“Although the Middle East remains beset with perennial challenges, the region is quieter than it has been for decades.” That was the confident declaration made by Joe Biden’s national security adviser, Jake Sullivan, in a 7,000-word essay published in Foreign Affairs one year ago.
Unfortunately for Sullivan, the article was sent to the printer on October 2, 2023. Five days later, Hamas demolished Sullivan’s assertion that “we have de-escalated crises in Gaza” when the terrorist group massacred some 1,200 Israelis and kidnapped more than 200.

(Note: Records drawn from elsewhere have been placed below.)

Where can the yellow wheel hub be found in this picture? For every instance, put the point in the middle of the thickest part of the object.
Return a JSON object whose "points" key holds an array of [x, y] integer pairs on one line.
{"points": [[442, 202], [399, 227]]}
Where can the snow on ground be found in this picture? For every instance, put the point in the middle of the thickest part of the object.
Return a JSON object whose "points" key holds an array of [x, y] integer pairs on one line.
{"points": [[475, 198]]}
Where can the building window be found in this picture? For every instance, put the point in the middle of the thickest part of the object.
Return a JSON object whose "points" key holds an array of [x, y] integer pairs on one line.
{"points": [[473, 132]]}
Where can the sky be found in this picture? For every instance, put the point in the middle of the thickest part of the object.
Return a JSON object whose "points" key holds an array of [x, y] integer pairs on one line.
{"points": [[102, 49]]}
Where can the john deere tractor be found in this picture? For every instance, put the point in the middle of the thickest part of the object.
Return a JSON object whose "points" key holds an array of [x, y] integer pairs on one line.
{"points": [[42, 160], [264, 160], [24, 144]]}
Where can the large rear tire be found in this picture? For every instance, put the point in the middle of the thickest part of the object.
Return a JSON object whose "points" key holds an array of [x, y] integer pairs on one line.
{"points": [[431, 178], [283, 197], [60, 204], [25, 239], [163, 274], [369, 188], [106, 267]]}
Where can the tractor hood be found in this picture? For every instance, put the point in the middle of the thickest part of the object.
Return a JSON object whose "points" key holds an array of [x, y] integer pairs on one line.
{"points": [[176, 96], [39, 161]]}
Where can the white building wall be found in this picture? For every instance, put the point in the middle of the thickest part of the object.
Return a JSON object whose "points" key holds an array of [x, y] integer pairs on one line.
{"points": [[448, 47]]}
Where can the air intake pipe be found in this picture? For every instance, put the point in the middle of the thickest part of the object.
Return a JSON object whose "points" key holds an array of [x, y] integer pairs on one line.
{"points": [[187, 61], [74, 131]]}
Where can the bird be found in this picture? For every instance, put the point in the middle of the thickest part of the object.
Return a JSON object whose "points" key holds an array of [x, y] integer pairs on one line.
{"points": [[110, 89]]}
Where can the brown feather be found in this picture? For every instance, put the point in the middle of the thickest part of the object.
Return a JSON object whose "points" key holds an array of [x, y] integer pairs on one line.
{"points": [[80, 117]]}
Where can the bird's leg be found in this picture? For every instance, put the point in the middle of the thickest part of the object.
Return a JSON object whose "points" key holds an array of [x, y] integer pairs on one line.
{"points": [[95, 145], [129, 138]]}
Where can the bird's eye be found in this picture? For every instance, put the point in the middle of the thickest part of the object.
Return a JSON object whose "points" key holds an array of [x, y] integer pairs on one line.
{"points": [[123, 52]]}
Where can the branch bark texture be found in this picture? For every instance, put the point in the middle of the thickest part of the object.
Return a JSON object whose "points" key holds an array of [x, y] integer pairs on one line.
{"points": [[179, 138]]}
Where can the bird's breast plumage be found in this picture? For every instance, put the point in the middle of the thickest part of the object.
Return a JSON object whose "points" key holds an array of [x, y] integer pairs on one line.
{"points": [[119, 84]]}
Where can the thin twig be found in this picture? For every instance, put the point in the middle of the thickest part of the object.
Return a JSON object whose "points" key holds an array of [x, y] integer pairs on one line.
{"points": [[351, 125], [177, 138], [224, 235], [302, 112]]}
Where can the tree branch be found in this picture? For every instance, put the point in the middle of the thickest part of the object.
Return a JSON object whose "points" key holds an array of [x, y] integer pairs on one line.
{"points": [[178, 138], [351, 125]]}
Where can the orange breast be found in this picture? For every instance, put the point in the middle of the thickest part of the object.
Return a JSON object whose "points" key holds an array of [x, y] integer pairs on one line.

Since then, the region has been in a state of upheaval not seen in half a century—since the last surprise attack on Israel almost exactly 50 years previously, on Yom Kippur 1973. And at every single major hinge point of Israel’s war with Iran’s proxies, the U.S. has been as wrong as Sullivan was in that essay.
The White House said don’t go into Gaza. Israel did, and in a sustained campaign killed a high proportion of Hamas fighters. Team Biden-Harris said don’t go into Rafah. Israel ignored those warnings, too, and in February liberated two hostages there. Ten days ago, a routine Israeli patrol in Rafah spotted the mastermind of the massacre, Yahya Sinwar, who was killed soon after. Washington said don’t send troops into Lebanon. Israel sent them anyway and in a matter of weeks has inflicted severe damage on Hezbollah’s positions there.
Biden and Harris said “Ceasefire now!” but Israel had no interest in a ceasefire that gave Hamas breathing space to regroup. Finally, the U.S. warned against Israel directly attacking Iran. An as yet unidentified U.S. government official even appears to have leaked Israel’s plans to Tehran—a scandal that ought to be front-page news. You know what happened next.